Correlation of MRI biomarkers with tumor necrosis in Hras5 tumor xenograft in athymic rats.
Bradley DP., Tessier JJ., Ashton SE., Waterton JC., Wilson Z., Worthington PL., Ryan AJ.
Magnetic resonance imaging (MRI) can measure the effects of therapies targeting the tumor vasculature and has demonstrated that vascular-damaging agents (VDA) induce acute vascular shutdown in tumors in human and animal models. However, at subtherapeutic doses, blood flow may recover before the induction of significant levels of necrosis. We present the relationship between changes in MRI biomarkers and tumor necrosis. Multiple MRI measurements were taken at 4.7 T in athymic rats (n = 24) bearing 1.94 +/- 0.2-cm3 subcutaneous Hras5 tumors (ATCC 41000) before and 24 hours after clinically relevant doses of the VDA, ZD6126 (0-10 mg/kg, i.v.).
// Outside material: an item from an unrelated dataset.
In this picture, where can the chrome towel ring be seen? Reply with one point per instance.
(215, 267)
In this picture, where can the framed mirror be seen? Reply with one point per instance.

We measured effective transverse relaxation rate (R2*), initial area under the gadolinium concentration-time curve (IAUGC(60/150)), equivalent enhancing fractions (EHF(60/150)), time constant (K(trans)), proportion of hypoperfused voxels as estimated from fit failures in K(trans) analysis, and signal intensity (SI) in T2-weighted MRI (T(2)W). ZD6126 treatment induced > 90% dose-dependent tumor necrosis at 10 mg/kg; correspondingly, SI changes were evident from T2W MRI. Although R2* did not correlate, other MRI biomarkers significantly correlated with necrosis at doses of > or = 5 mg/kg ZD6126. These data on Hras5 tumors suggest that the quantification of hypoperfused voxels might provide a useful biomarker of tumor necrosis.